Number of incorrect assignments received for the sample spectra acquired on different instruments by matching them either to the MSforID library (N max = 16) or the Weinmann library. To obtain a qualified match, the ramp cutoff was set a to 0 or b to 40.0

Conclusions

We have performed a number of experiments to evaluate the performance of two important tandem mass spectral libraries (MSforID library and Weinmann library). Almost 13,000 spectra were included. The MSforID algorithm was used for library search. Statistical evaluation of the experimental results revealed the following:

  1. 1.

    The search algorithm developed for the MSforID library proved to be a ready-to-use tool to search within both kinds of tandem mass spectral library and in principle can be used for other libraries as well.

  2. 2.

    Both libraries tested enable the sensitive and specific identification of a compound using a ramp cutoff of 40–50, a parameter which can be set by the user.

  3. 3.

    Matches to the MSforID library are even more reliable due to high mass accuracy and mass resolution of ions produced by the QqTOF instrument. By limiting the maximum number of fragment ions stored in compound-specific spectra to 16, the performance could be further improved, due to elimination of low-abundance fragment ions.

  4. 4.

    Both libraries show good transferability to “tandem-in-space” instruments. The transfer to “tandem-in-time” instruments, however, was more efficient for the MSforID library. To use a library with such kind of instruments, compound-specific reference spectra should cover a large range of different collision energy settings, especially the range with low collision energies, since ion traps most often deliver only a very limited set of higher molecular weight fragment ions—with higher similarities to low collision energy fragment ion spectra than to high collision energy fragment ion spectra obtained with QqTOF or QqQ instrumentation.

  5. 5.

    For the generation of a highly efficient tandem mass spectral library which is transferable to high- and low-resolution instrumentation, it is beneficial to use a high-resolution “tandem-in-space” instrument.
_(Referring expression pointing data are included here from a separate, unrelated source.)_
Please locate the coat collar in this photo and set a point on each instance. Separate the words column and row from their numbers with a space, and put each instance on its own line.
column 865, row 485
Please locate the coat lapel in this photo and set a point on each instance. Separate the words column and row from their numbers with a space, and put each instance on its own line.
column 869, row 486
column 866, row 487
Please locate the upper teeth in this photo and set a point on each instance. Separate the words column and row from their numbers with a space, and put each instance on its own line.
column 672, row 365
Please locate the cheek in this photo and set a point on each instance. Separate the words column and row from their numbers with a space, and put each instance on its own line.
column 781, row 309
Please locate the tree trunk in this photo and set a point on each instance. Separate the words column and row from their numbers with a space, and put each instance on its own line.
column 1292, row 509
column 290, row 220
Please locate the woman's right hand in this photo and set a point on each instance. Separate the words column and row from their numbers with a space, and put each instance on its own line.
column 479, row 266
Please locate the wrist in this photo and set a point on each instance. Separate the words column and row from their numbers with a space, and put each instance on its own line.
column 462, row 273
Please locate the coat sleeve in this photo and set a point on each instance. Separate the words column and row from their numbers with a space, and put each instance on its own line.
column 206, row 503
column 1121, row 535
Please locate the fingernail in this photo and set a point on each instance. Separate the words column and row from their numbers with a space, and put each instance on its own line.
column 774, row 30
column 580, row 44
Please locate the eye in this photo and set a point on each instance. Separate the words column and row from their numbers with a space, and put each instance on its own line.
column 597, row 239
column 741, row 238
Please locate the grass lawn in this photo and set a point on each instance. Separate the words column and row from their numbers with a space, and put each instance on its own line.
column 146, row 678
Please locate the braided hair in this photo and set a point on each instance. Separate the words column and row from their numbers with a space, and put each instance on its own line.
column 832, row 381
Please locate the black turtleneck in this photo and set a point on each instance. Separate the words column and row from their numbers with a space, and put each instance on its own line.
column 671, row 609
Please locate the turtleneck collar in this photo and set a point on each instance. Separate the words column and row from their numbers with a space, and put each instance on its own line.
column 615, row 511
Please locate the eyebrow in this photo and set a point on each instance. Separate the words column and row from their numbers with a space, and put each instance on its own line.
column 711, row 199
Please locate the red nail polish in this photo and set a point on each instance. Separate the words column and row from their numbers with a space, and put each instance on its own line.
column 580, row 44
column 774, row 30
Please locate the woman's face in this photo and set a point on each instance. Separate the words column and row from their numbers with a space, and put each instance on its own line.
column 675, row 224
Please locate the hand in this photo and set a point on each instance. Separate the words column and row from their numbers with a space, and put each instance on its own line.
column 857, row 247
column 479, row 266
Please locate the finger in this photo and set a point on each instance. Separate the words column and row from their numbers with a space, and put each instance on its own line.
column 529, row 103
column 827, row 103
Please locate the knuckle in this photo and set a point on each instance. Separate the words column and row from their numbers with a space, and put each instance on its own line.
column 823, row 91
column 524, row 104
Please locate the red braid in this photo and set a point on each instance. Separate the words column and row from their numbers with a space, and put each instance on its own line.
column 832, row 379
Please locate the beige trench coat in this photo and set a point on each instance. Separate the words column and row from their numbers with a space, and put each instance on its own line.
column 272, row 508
Due to increasing performance and robustness, tandem mass spectral libraries have the potential to become important tools for the qualitative analysis of small (bio-)organic molecules. We believe that scientists would particularly benefit from a tandem mass spectral library for compound identification with different kinds of instrumentation that enables a fast and uncomplicated inclusion of new compounds (e.g., designer drugs, which are nowadays easily available due to globalization and the internet market). Libraries such as MSforID and the presented search algorithm could be a means for achieving this aim. Accordingly, we cordially invite scientist to contribute to the MSforID project by either providing reference compounds or submitting reference spectra.